Early in the winter of 1968, Gary came across a report sent over by Taipei, which stated that the Soviets had recently deployed more than thirty mechanized divisions in Mongolia besides those already in Siberia, perhaps with the intention to attack China. It was known that the two countries had border disputes, but never had Gary expected that their small-unit skirmishes would escalate into a confrontation of such a scale. He had no doubt about the validity of the information. Taiwan’s intelligence service had a monitoring station in Mongolia, designed to follow the military activities inside China, but on the sly the listening post also kept an ear on the Soviet army’s movements. And Taipei would routinely pass the information to the Americans. Gary was uncertain if China knew about all the Russian divisions and missile brigades placed along its northern border. He grew restless, being unable to send out the intelligence.

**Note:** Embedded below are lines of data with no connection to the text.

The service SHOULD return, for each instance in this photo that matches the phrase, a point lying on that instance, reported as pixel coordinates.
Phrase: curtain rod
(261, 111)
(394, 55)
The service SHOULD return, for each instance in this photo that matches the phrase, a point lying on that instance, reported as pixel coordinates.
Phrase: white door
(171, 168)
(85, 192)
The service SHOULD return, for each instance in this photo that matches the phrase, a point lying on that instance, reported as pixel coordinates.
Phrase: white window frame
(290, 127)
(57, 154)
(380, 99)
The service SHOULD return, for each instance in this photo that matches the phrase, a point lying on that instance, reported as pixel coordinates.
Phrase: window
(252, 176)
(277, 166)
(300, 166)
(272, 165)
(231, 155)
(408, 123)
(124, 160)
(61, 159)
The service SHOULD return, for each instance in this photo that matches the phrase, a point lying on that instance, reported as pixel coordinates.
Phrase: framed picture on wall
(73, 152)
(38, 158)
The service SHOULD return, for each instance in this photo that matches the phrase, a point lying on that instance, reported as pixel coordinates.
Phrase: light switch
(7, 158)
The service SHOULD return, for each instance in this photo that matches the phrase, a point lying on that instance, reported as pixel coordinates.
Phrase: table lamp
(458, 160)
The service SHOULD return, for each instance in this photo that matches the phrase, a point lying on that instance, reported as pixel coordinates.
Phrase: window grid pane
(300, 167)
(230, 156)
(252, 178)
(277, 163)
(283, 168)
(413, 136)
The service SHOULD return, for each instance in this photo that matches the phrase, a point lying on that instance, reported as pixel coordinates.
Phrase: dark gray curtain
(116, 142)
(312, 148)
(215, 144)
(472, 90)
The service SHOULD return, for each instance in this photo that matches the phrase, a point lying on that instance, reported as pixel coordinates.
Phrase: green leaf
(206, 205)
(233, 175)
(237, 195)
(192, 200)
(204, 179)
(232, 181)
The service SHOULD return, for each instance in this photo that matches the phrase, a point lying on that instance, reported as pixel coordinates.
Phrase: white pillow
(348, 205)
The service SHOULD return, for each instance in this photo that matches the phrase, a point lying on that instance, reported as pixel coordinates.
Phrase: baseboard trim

Then, in March 1969, military clashes broke out between the Soviets and the Chinese on the Wusuli River. In the two small battles, the Chinese troops got the upper hand even though they were not as well equipped and didn’t use tanks. They’d been better prepared and ambushed the Russian soldiers who went in armored vehicles onto Zhenbao Island in the frozen river. The border fights galvanized the world. In China large public demonstrations against the Soviet chauvinists took place in many cities, while in the United States politicians and experts appeared on the radio, a few on TV, speculating about whether the two Communist countries might go to war. Most people in the West were glad to see the widening gulf between the two Red powers. For weeks Gary had been thinking about the possibility of a war, tormented by it. Everything inside China seemed a mystery now. The country was surely in disarray, yet it had been quite aggressive in confronting the superior Soviet army. Why would Mao authorize such a move? Didn’t he understand that the Soviets might invade China just as they had occupied Czechoslovakia the previous summer? Was China ready for a war that might cripple, if not destroy, a good part of the country? Didn’t Mao dread the Russians’ thousands of nuclear warheads?